Shoup during trials in the Gulf of Mexico
United States
Name: USS Shoup
Namesake: General David M. Shoup
Awarded: 13 December 1996
Builder: Ingalls Shipbuilding
Laid down: 13 December 1999
Launched: 22 November 2000
Commissioned: 22 June 2002
Homeport: NAVSTA Everett, Washington
Motto: Victoria Per Perseverantiam Venit ("Through Perseverance Comes Victory")
Status: in active service, as of 2016
Badge: USS Shoup DDG-86 Crest.png
General characteristics
Class & type: Arleigh Burke-class destroyer
Displacement: 9,200 tons
Length: 509 ft 6 in (155.30 m)
Beam: 66 ft (20 m)
Draft: 31 ft (9.4 m)
Propulsion: 4 × General Electric LM2500-30 gas turbines, 2 shafts, 100,000 shp (75,000 kW)
Speed: exceeds 30 knots (56 km/h; 35 mph)
Complement: 310 officers and enlisted
Aircraft carried: 2 × MH-60R Sea Hawk helicopters

USS Shoup (DDG-86) is an Arleigh Burke-class destroyer in the United States Navy. The ship is named for General David M. Shoup (1904–1983), the 22nd Commandant of the Marine Corps.

Construction on the ship began at the Northrop Grumman Ship Systems' Ingalls Operations on 10 November 1998. Her keel was laid on 13 December 1999 and she was launched on 22 November 2000. Shoup sailed into the Gulf of Mexico for the first of her sea trials on 11 December 2001. The vessel was delivered to the Navy by Northrop Grumman on 18 February 2002 and departed Pascagoula, Mississippi on 22 April 2002. Shoup was commissioned on 22 June 2002 at Port Terminal 37 in Seattle, Washington.

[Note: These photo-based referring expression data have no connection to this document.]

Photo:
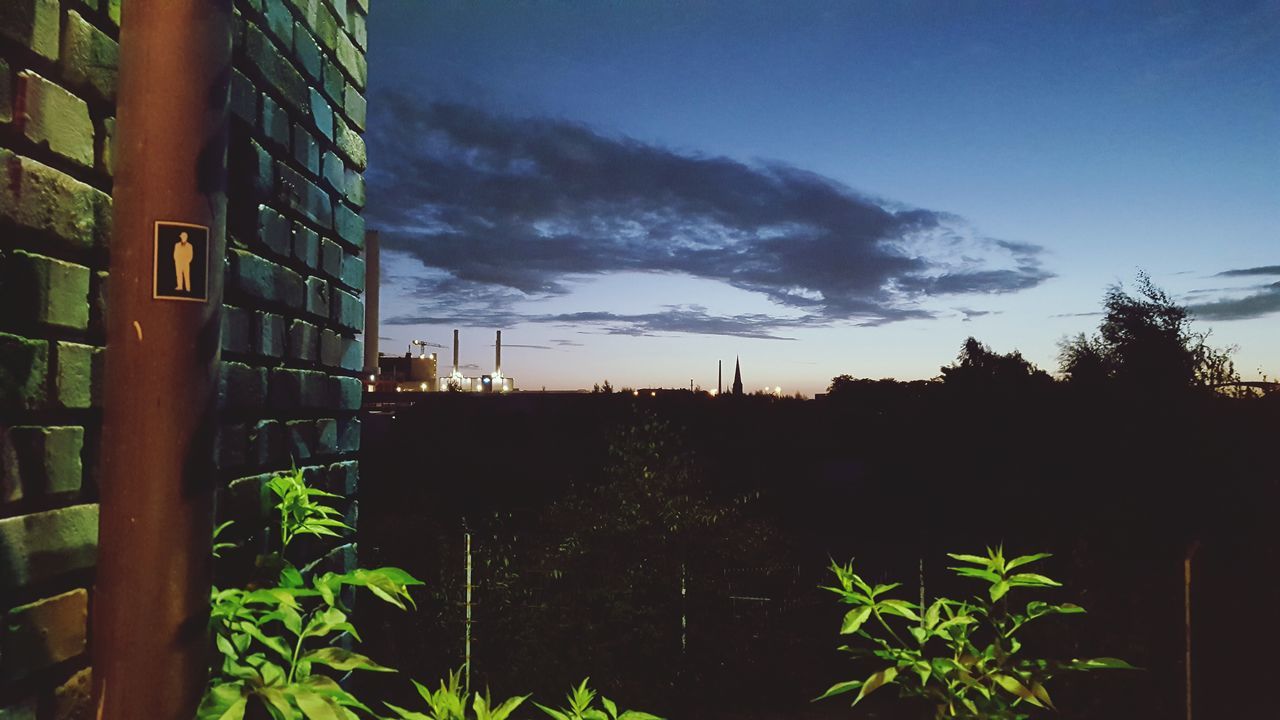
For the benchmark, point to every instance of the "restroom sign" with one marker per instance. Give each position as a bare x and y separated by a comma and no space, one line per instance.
181,261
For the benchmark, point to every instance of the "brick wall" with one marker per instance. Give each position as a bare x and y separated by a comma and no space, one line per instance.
291,384
295,276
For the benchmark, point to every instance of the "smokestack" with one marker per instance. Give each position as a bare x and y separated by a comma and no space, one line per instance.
373,277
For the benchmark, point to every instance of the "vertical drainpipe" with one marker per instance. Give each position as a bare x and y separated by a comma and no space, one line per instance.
154,566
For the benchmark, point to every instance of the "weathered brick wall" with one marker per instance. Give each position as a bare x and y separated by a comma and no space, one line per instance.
291,384
295,277
56,105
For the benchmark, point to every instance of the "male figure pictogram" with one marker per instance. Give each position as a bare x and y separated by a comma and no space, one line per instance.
182,254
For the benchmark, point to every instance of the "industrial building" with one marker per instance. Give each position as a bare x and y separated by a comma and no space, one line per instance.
420,373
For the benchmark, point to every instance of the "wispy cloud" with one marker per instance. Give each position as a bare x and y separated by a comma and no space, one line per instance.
1264,301
503,210
1249,272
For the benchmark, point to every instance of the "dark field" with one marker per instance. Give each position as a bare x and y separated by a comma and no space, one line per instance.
579,557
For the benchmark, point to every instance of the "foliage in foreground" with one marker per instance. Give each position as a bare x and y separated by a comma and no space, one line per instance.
273,642
963,657
277,643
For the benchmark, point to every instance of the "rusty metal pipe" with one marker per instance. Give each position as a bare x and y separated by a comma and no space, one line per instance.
154,569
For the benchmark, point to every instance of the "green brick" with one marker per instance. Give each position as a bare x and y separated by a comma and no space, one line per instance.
330,258
304,341
353,272
347,311
274,231
39,197
327,436
300,438
348,434
237,329
275,123
321,114
23,373
31,23
341,351
90,57
78,379
266,443
318,297
355,106
241,387
270,335
353,188
307,53
73,698
5,94
334,81
306,245
279,21
106,162
334,172
306,151
350,144
351,59
231,446
350,224
44,633
45,460
347,392
55,118
41,546
46,291
305,196
243,98
275,68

Her present homeport is Everett, Washington.

Service history[edit]

In July 2002, she successfully conducted the US Navy's operational evaluation of the RIM-162 Evolved Sea Sparrow Missile with two test firings.[1]

In January 2005, she participated in Operation Unified Assistance. She was used as a filming location for the 2007 film, Transformers.

On 9 May 2008, while operating with Combined Task Force 150, Shoup assisted a disabled dhow named Dunia by towing the vessel from the Gulf of Aden to Al-Mukalla, Yemen.[2]

On 1 August 2010 the ship collided with a civilian vessel off Oceanside, California. The hull of the 21-foot (6.4 m) civilian boat was cracked, but no injuries were reported. Shoup was not damaged.[3]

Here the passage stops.